Ночь прошла, как и многие предыдущие. Ей и Максу было комфортно друг с другом. Годы совместной жизни привели к тому, что они общались так, что некоторые из ее друзей им завидовали. И когда они говорили о трудностях, с которыми сталкивались со своими детьми-подростками, она могла только покачать головой. По сравнению с ними Макс и Линда казались почти неприлично воспитанными.
О, она не была настолько глупа, чтобы думать, что эти двое - ангелы, чистые, как снег на голову. Но они также не барахтались в луже собственного самодовольства, обижаясь на всех и вся.
Как ее бывший муж.
Черт бы побрал этого человека.
Она поджала губы. Донни Уилсон не был плохим человеком. Но он был плохим мужем. Веронику приняли в Университет Миннесоты, когда ей было всего шестнадцать лет, она пропустила год в начальной школе, а затем закончила четыре года средней школы всего за три. Наивная и очарованная поверхностным обаянием Донни, она позволила себе забеременеть их первым ребенком, Линдой, когда ей было всего девятнадцать. Очарованная притягательностью жизни после колледжа, как с открытки, в которую ее заставляли верить, она позволила уговорить себя выйти замуж, хотя даже в тот момент подозревала, что не любит Донни по-настоящему.

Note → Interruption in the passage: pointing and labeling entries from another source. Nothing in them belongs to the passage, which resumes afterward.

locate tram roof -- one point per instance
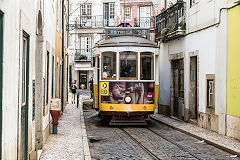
(123, 41)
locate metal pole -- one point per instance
(62, 55)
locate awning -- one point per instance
(84, 69)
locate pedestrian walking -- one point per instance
(73, 90)
(91, 86)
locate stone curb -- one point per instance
(208, 141)
(86, 151)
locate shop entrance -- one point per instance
(178, 87)
(83, 80)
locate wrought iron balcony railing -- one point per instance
(83, 54)
(101, 21)
(171, 24)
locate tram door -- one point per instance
(83, 79)
(178, 88)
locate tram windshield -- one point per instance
(128, 65)
(147, 63)
(108, 65)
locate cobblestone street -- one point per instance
(162, 141)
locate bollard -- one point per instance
(55, 110)
(54, 129)
(77, 100)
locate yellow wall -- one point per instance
(233, 62)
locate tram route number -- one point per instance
(104, 88)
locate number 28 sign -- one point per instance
(104, 88)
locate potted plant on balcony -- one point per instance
(164, 34)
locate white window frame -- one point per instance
(193, 3)
(86, 40)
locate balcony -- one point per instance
(171, 24)
(101, 21)
(83, 54)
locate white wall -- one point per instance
(18, 17)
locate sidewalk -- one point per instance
(71, 141)
(220, 141)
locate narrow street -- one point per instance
(155, 141)
(119, 79)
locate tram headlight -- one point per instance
(128, 99)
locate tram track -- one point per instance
(176, 144)
(154, 157)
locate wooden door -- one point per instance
(1, 57)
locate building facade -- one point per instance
(233, 111)
(193, 36)
(88, 23)
(28, 53)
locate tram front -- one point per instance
(126, 79)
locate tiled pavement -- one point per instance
(71, 141)
(225, 143)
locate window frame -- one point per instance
(102, 54)
(130, 13)
(128, 78)
(210, 77)
(152, 58)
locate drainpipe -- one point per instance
(63, 78)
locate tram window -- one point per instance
(109, 65)
(147, 64)
(128, 65)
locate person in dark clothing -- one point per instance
(91, 86)
(73, 90)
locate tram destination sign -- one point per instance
(127, 31)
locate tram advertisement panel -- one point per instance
(127, 92)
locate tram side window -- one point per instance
(147, 64)
(128, 65)
(109, 65)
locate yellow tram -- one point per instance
(125, 78)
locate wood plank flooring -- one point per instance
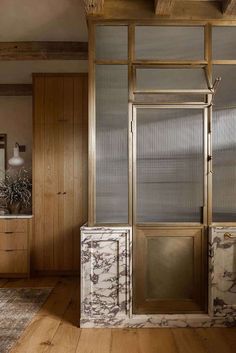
(55, 329)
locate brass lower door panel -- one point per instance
(169, 270)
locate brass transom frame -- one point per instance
(207, 63)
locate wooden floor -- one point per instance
(55, 329)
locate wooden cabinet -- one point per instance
(60, 170)
(15, 235)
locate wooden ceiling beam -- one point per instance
(94, 7)
(16, 89)
(43, 51)
(229, 7)
(163, 7)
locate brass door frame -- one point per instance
(198, 303)
(207, 161)
(200, 255)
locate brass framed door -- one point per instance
(170, 149)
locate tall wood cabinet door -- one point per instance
(46, 171)
(38, 173)
(60, 170)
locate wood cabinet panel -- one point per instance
(13, 261)
(13, 225)
(14, 241)
(60, 172)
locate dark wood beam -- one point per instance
(16, 89)
(93, 7)
(43, 50)
(229, 7)
(163, 7)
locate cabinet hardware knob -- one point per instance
(229, 236)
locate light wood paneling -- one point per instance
(163, 7)
(13, 241)
(44, 50)
(13, 261)
(60, 170)
(229, 7)
(15, 247)
(15, 89)
(13, 225)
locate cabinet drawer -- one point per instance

Подозрения переросли в уверенность в течение следующих нескольких лет. У нее родился ребенок, Линда, а через два года еще один, которого они назвали Максвеллом, в честь любимого дяди Донни. Но когда она закончила колледж, затем аспирантуру и встала на первые ступеньки корпоративной лестницы, ей пришлось столкнуться с реальностью, что ее муж совершенно не годится для брака. Если не его неспособность продержаться на работе больше года, то его постоянные измены. Казалось, что Донни пытался компенсировать свои недостатки тем, что спал с как можно большим количеством женщин.